将kobject添加到设备驱动模型中。主要设置父kobj以及将自己添加到所属的kset的list中，并且在sysfs中创建目录。

kobject_uevent

int kobject_uevent(struct kobject *kobj, enum kobject_action action)

send an uevent to userspace

核心方法

注册总线

bus_register(struct bus_type *bus)

注册一个总线到驱动模型中。在sysfs中的结构是:

/sys/bus/platform/

|-- devices

| |-- …

|-- drivers

| |-- …

|-- drivers_autoprobe

|-- drivers_probe

`-- uevent

int bus_register(struct bus_type *bus)

{

int retval;

struct bus_type_private *priv;

//初始化private数据结构

priv = kzalloc(sizeof(struct bus_type_private), GFP_KERNEL);

if (!priv)

return -ENOMEM;

priv->bus = bus;

bus->p = priv;

BLOCKING_INIT_NOTIFIER_HEAD(&priv->bus_notifier);

//设置kobject名称。
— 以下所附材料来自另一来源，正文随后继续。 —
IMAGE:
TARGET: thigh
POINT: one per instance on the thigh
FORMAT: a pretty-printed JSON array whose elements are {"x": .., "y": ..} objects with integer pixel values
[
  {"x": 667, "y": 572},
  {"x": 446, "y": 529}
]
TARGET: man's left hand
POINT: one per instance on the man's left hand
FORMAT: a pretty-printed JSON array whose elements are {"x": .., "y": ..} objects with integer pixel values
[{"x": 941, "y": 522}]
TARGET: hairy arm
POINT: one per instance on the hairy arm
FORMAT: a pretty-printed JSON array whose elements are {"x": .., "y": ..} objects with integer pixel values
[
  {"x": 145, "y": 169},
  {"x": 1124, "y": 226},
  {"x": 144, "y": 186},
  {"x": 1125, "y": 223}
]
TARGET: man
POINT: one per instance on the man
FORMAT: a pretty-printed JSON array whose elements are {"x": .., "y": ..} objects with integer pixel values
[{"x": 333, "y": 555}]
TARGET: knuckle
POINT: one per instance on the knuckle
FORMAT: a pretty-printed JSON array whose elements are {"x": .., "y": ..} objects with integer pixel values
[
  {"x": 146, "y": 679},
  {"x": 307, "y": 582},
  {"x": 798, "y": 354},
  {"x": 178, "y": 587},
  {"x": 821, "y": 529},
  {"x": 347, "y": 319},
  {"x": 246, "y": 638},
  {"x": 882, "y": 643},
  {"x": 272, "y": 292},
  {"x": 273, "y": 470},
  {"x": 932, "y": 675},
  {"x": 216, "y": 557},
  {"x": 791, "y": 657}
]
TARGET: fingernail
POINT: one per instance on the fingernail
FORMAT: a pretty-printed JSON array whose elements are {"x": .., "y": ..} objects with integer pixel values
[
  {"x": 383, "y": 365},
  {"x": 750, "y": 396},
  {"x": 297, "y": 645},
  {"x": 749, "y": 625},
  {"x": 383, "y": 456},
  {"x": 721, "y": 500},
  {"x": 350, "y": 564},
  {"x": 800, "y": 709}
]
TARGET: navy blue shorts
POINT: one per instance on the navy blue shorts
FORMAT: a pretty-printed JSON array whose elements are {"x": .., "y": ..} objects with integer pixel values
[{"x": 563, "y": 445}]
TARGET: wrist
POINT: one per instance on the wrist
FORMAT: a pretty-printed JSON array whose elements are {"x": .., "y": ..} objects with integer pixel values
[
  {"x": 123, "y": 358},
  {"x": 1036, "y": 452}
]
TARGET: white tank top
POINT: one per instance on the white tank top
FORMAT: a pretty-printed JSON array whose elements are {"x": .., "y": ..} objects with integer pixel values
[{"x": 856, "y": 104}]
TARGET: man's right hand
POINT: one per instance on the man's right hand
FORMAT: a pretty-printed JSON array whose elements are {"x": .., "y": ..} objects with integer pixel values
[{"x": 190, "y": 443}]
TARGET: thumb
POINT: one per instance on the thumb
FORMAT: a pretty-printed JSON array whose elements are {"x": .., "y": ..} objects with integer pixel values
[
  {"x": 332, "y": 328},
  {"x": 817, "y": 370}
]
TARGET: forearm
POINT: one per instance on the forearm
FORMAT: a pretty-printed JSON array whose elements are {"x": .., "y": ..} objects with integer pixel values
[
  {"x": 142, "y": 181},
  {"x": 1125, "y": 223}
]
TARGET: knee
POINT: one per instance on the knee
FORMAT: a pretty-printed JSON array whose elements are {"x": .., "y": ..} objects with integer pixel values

即/bus/sys/下的目录名称

retval = kobject_set_name(&priv->subsys.kobj, "%s", bus->name);

if (retval)

goto out;

priv->subsys.kobj.kset = bus_kset;

priv->subsys.kobj.ktype = &bus_ktype;

priv->drivers_autoprobe = 1;

//注册内嵌kset

retval = kset_register(&priv->subsys);

if (retval)

goto out;

retval = bus_create_file(bus, &bus_attr_uevent);

if (retval)

goto bus_uevent_fail;

//创建设备kset并且注册

priv->devices_kset = kset_create_and_add("devices", NULL,

&priv->subsys.kobj);

if (!priv->devices_kset) {

retval = -ENOMEM;

goto bus_devices_fail;

}

//创建驱动kset并且注册

priv->drivers_kset = kset_create_and_add("drivers", NULL,

&priv->subsys.kobj);

if (!priv->drivers_kset) {

retval = -ENOMEM;

goto bus_drivers_fail;

}

klist_init(&priv->klist_devices, klist_devices_get, klist_devices_put);

klist_init(&priv->klist_drivers, NULL, NULL);

retval = add_probe_files(bus);

if (retval)

goto bus_probe_files_fail;

retval = bus_add_attrs(bus);

if (retval)

goto bus_attrs_fail;

pr_debug("bus: '%s': registered\n", bus->name);

return 0;

。。。

out:

return retval;

}

注册设备

主要有两个工作，初始化设备，将设备挂接到设备驱动模型中并且处理uevent事件和自动匹配设备驱动。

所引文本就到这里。